日常が崩れる恐怖を描くリアルサスペンス_噂/荻原浩
今回は「日常が崩れる恐怖を描くリアルサスペンス」の紹介です。
「噂」という目に見えないものが人の心を動かし、社会に影響を与えるのかを描いたサスペンス作品と言った印象です。
日常の延長線上にあるような設定だからこそ、物語に現実味があり読み進めてしまうと思います。

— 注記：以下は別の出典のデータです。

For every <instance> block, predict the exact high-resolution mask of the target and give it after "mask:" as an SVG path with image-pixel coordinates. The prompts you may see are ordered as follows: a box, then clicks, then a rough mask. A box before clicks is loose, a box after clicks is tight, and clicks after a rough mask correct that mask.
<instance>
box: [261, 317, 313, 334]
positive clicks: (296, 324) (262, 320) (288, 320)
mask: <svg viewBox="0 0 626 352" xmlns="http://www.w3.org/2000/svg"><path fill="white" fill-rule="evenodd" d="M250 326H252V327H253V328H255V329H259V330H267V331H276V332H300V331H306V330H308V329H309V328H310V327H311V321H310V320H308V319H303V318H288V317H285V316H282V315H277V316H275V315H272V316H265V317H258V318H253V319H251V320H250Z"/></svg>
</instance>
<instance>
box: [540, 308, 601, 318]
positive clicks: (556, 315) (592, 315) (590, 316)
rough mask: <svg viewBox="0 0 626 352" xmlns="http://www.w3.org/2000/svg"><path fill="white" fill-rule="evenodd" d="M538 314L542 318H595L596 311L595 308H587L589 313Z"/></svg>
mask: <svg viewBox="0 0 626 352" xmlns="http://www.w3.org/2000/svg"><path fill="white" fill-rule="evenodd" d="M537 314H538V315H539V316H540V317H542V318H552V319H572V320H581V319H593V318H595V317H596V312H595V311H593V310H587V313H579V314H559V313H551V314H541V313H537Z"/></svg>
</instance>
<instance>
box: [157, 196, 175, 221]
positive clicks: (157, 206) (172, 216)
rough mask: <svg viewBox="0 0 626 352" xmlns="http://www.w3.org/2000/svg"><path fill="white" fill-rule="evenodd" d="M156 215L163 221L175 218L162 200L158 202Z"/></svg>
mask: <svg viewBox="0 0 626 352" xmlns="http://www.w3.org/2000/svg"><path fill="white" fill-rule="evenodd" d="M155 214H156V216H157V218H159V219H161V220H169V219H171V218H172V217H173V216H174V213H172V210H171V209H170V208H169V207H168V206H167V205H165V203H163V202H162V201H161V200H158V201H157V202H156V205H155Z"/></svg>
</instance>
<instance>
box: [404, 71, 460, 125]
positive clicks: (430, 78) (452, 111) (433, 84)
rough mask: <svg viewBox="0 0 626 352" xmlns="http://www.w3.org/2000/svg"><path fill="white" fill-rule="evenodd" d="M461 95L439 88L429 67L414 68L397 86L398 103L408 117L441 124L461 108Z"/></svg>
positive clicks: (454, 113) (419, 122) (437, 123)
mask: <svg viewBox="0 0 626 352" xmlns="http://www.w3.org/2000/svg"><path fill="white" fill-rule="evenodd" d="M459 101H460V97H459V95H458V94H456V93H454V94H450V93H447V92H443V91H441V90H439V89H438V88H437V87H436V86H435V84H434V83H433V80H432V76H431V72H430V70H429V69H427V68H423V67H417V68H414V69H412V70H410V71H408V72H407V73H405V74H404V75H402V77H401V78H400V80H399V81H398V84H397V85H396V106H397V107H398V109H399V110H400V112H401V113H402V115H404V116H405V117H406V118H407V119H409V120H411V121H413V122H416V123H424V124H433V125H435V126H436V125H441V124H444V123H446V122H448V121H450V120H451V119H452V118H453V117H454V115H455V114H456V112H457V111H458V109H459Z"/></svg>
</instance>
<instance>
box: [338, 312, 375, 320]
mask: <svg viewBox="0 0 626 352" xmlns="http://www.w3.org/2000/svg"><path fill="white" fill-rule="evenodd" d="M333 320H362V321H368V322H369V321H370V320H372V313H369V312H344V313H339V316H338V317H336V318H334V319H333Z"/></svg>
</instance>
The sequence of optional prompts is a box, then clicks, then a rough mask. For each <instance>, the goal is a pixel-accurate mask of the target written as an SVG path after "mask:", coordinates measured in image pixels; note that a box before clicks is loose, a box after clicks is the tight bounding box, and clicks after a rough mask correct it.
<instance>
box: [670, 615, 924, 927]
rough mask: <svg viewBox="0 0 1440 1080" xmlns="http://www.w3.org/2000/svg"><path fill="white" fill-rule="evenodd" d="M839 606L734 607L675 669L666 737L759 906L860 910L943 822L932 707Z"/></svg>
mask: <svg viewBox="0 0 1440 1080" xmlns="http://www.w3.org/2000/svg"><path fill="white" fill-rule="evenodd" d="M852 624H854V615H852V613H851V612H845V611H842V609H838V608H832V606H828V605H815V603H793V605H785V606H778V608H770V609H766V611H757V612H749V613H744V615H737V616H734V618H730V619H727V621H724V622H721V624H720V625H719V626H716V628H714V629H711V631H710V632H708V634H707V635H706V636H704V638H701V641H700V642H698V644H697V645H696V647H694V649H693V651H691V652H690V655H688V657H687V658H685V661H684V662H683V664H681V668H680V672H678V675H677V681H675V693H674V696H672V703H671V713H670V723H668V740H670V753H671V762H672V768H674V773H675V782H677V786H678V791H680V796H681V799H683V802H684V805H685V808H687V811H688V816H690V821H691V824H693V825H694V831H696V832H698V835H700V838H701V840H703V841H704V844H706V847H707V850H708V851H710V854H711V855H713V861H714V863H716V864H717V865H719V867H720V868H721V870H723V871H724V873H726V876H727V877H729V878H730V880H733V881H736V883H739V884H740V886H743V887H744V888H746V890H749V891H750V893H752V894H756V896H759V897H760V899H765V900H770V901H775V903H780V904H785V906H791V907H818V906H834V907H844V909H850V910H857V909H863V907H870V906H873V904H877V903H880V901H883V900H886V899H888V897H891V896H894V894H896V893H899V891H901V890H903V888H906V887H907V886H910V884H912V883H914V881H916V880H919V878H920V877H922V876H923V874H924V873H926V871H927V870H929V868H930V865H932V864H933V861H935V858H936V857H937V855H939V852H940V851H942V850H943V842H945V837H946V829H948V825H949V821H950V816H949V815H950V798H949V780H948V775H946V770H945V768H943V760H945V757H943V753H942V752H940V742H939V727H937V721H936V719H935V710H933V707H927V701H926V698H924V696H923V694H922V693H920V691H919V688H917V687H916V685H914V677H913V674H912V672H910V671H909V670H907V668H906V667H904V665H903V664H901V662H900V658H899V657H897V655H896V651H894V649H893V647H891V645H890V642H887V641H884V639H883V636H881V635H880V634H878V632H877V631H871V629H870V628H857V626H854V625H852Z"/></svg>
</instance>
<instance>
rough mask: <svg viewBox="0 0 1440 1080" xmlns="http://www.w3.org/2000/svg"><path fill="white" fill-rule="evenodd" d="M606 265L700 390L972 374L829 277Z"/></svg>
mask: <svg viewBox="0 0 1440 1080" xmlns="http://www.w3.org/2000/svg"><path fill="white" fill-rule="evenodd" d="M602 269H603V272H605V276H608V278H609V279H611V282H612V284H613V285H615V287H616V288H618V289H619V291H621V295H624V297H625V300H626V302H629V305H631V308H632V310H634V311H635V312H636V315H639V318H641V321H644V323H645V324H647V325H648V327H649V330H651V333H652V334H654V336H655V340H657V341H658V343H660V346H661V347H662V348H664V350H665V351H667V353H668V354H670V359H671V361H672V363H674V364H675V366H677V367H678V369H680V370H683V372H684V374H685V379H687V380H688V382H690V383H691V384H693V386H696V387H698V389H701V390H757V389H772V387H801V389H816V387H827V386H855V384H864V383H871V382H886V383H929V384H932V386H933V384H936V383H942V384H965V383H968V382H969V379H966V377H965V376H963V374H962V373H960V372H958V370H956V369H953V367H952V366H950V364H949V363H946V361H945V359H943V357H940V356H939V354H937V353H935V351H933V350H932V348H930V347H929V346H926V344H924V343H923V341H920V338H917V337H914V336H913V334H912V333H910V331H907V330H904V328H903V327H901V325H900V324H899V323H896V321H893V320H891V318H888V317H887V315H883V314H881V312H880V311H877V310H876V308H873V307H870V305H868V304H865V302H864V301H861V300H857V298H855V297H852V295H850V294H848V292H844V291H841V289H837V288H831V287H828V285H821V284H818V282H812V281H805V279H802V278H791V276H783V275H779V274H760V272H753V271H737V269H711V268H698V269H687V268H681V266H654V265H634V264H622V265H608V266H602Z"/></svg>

これから本を読む方も既に読んだ方も見ていただけると幸いです。
以下、「作者」「概要」「物語のあらすじ」「感想」が続き、ネタバレはありません。
『噂/荻原浩』
作者
荻原 浩
生年月日:1956年(昭和31年)
出生地:群馬県
最終学歴:成蹊大学文学部卒業
主な受賞歴:
2005年 第16回 日本ファンタジーノベル大賞 『オロロ畑でつかまえて』
2014年 第27回 山本周五郎賞 『二度めの夏、二度と会えない君』
概要
単行本発売日:2002年5月
文庫本発売日:2005年6月 (新潮文庫)
出版社:集英社 (単行本) / 新潮社 (文庫本)
その作品の主な受賞歴:第5回 大藪春彦賞
物語のあらすじ
「レインマンが出没して、女のコの足首を切っちゃうんだ。でもね、ミリエルをつけてると狙われないんだって」
香水の新ブランドを売り出すため、渋谷でモニターの女子高生がスカウトされた。
口コミを利用し、噂を広めるのが狙いだった。
販売戦略どおり、噂は都市伝説化し、香水は大ヒットするが、やがて噂は現実となり、足首のない少女の遺体が発見された。
衝撃の結末を迎えるサイコ・サスペンス。
感想
物語の展開が予測不能で最後まで引き込まれた作品でした。
安堵したもの束の間、何度も書いている「最後の一行」があまりにも衝撃的で、読後の余韻が強く残ります。
どんでん返しを強く感じますが、読んだ後に「嫌な気分」になる小説=イヤミスの類だと個人的には思っています。
また都市伝説とサイコパスの要素が重なるため、時折重苦しく感じることがありますのでご注意ください。
全体として、スリリングな展開と深みのあるキャラクター描写が魅力の一冊であり、ミステリーやサスペンスが好きな読者には特にオススメしたい作品です!